Here is the dress form pic so you can see the actual colors. I did make one change which was to lower the front neckline about 1/2 inch, since I felt the original was a bit high for my comfort, and then I decided to add the V neckline detail, which is super easy as there is the center front seam.

ribbon dress on form front

In case you can't tell - my post for Craftsy was about sewing with ribbon. I have a lot of ribbon which I always think I will use but so far not so much. The occasional ribbon sash or something like that but doing this post got me thinking about it and I have some ideas for incorporating a ribbon accent into a shirt.

craftsy photo ribbon post

I read a post by Nakisha recently and she was commenting on the type of ribbon found on a ready to wear skirt that she had. I am pretty sure it is petersham ribbon which is quite different from grosgrain in how it behaves.

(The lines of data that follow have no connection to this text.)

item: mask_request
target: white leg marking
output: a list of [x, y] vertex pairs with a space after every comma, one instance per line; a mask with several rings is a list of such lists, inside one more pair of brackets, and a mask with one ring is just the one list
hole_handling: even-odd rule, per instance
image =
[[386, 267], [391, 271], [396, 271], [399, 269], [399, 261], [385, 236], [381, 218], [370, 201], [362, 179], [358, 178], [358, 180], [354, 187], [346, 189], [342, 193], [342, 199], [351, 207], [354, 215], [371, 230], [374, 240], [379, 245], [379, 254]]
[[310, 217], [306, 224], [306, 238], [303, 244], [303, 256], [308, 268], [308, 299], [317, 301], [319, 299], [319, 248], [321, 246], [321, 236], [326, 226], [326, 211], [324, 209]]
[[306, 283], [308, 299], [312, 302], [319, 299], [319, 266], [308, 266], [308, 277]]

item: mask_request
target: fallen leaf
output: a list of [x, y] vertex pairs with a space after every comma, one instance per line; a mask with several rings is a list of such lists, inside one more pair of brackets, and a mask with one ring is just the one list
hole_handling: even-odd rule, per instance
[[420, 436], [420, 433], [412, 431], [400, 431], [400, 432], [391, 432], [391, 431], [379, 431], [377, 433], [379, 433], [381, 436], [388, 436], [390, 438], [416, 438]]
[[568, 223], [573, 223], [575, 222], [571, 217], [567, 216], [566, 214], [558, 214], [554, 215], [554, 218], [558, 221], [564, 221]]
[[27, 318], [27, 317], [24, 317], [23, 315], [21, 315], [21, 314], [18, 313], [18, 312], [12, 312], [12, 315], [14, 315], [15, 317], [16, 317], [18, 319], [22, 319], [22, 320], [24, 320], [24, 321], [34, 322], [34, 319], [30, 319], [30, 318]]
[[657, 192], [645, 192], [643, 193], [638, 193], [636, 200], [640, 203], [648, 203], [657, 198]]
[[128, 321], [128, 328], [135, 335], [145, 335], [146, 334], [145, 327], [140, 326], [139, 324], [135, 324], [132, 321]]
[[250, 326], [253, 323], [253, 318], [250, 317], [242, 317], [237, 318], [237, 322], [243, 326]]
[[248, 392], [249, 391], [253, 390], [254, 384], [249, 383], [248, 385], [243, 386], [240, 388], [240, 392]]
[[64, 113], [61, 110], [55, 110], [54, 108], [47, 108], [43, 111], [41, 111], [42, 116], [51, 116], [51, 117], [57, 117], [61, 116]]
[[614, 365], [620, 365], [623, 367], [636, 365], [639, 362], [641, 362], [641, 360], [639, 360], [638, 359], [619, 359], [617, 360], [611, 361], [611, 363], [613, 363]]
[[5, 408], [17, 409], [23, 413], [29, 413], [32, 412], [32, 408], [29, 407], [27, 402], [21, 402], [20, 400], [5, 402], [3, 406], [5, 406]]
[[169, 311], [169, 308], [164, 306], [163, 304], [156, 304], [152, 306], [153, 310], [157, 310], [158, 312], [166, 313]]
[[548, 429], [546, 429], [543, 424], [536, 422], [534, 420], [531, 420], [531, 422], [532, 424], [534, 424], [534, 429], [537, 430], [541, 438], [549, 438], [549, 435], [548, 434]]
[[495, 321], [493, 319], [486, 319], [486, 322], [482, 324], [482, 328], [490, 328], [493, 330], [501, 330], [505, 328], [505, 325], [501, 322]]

You can shape petersham ribbon with the iron as you can see in the photo above, you could not do it with grosgrain. It is kind of hard to find petersham in chain type fabric stores but I am lucky that Stone Mountain has lots, plus I think you can find it at various places on line. Be sure to get petersham if you want to do this treatment.

On the left, mint green is the petersham - see how the edge is not finished. The grosgrain (light blue) on the right has that distinctive ridge and you could not bend or shape that no matter how hard you try.

grosgrain and petersham

petersham ribbon  example

Other than adding the ribbon this was a very straightforward project - my pattern was all fitted and I just had to sew it up. I put an all-in-one neckline and armhole facing of white cotton which I sewed, pulled the dress through the shoulder seams to have a clean finish and then under stitched where possible. I am a big believer in under stitching, never skip that. I sewed the ribbon on the neck edge first and thought that would do it, thinking maybe some on the hemline. But once it all finished but the hem I thought it needed the ribbon around the armholes as well. So that is sewn through the facing. Not that it makes any difference. And no ribbon on the hemline - just didn't need it. I do a lot of evaluating as I sew - sometimes walk away from things or leave them on the dress form so I see them as I walk by and get ideas for changes in proportion or shaping that way. In any case - I rarely sew up a pattern as is so those ideas need a little time to percolate:)

Back view, it is a simple sheath dress with waist darts. I did tighten up the center back seam about an inch at the very top as the first version gaped a bit there.

ribbon dress on form back

This is such a perfect summer daytime dress for me - great for hot weather which we are supposed to have plenty of this weekend. I tried to make it a bit more fitted, sometimes I think I make things a bit too loose as I have a mania about stuff that is too tight, so like Goldilocks says - this one is just right.

dress with ribbon1

Just to prove that now and then I do like a ruffle, and that I am no stranger to wild tropical print cotton sateen, here is a link to a previous summer dress. Which I really like but every time I think of wearing it I feel that I will be dazzling people with the bright colors. So what, right?

Sports. Ribbon. Wild tropical fabrics. All over the map in this post. As I said I have more ideas for using ribbon - as embellishment and also to create a lattice detail. Not sure if I will get to them but it's good to have those ideas swirling around.

Happy Summer weekend - unless you are in the southern hemisphere, (talking to you Australia) where I have a sneaking suspicion that your winter is a lot like ours here in the bay area. In the sense that you can sew and wear a cute coat and get those gloves and scarves out, more for fashion than anything else but don't have to worry about frostbite or the polar express. Or maybe I have that all wrong. Anyway - we are heading in to the 100's ˚F so I plan to float in the pool and maybe catch up on some novels.